The appeal for the 20 year City employee was heard at the Civil Service Commission on August 12th. Commissioner Kathryn Ashworth presided over the case and acknowledged the appellant’s lengthy tenure with the City and his lack of any previous formal disciplinary action. In addition, Commissioner Ashworth disagreed with the City and did not believe it was realistic to assume the employee could have resolved the situation differently. Based on these findings, the commissioner determined that a suspension without pay, rather than termination was warranted in the case.
Two Week Suspension Overturned and Back Pay with 7% Interest Awarded
MEA Senior Labor Relations Representative Gwen Phillips represented an employee faced with a two week suspension for his/her alleged conduct and negligence with City property. The negligence charges were a result of a system failure that caused considerable damage to a UV disinfection system.
Gwen analyzed the merits of the suspension by reviewing all of the supporting documentation, meeting with the employee and witnesses and consulting MEA’s attorney.
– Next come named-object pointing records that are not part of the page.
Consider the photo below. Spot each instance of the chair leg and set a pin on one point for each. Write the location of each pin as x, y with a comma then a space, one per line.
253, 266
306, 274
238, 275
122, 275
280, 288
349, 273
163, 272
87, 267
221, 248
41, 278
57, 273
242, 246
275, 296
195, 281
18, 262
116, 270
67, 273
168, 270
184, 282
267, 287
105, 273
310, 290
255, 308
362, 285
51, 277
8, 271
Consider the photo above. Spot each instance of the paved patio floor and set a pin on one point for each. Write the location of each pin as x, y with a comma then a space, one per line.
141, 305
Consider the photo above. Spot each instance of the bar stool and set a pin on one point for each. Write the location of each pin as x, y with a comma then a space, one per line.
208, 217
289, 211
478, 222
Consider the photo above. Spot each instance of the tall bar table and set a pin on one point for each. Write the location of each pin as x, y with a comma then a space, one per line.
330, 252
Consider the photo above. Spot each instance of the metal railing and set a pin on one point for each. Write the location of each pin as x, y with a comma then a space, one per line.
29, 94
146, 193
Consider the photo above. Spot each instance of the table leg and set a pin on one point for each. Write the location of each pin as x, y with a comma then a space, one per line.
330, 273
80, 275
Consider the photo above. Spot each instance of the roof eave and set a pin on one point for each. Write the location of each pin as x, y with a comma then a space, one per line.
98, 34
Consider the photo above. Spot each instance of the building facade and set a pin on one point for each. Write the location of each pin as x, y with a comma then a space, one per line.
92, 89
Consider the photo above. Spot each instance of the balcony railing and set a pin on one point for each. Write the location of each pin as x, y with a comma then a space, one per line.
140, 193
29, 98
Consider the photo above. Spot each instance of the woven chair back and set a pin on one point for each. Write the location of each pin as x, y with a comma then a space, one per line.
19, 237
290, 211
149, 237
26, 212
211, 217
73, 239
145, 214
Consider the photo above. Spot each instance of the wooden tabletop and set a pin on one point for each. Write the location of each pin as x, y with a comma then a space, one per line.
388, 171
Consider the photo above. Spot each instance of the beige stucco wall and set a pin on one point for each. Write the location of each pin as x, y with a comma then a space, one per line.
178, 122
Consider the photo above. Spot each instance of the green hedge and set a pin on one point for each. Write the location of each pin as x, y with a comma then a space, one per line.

Based on her extensive review, Gwen determined that the charges were not supported by the evidence and that the employee had acted appropriately.
The hearing included exhibits rebutting the evidence (including the finding that policies had been put in place after the incident) and testimony from an expert witness who was very familiar with the plant facility where the incident occurred. The expert testified that it would be difficult to identify what could have been done differently to prevent the system failure.
Based on the findings and testimony, the Commission agreed with MEA’s position and cited insufficient evidence to find the employee responsible for the system failure. The Commission ruled that no disciplinary action was warranted and awarded the employee the pay lost during the suspension as well as 7% interest.
Termination Reduced to Demotion
Gwen also represented a 20 year City employee who was facing termination at the Civil Service Commission. Leading up to the appeal, Gwen spent hours meeting with the employee, reviewing facts, appealing the termination at the department level, consulting MEA’s attorney and even interviewing 20 character witnesses on behalf of the employee. Based on Gwen’s analysis, it was evident there were strong grounds to appeal the termination before the Civil Service Commission.
The appeal was heard before the Civil Service Commission on August 13th and 14th. Although a decision wasn’t reached until November, the Commission ruled in favor of the MEA-represented employee. Based on the evidence presented, the Commission agreed with MEA’s position that termination was not justified and considered the employee’s lengthy tenure and exemplary performance history in reducing the judgment to a demotion.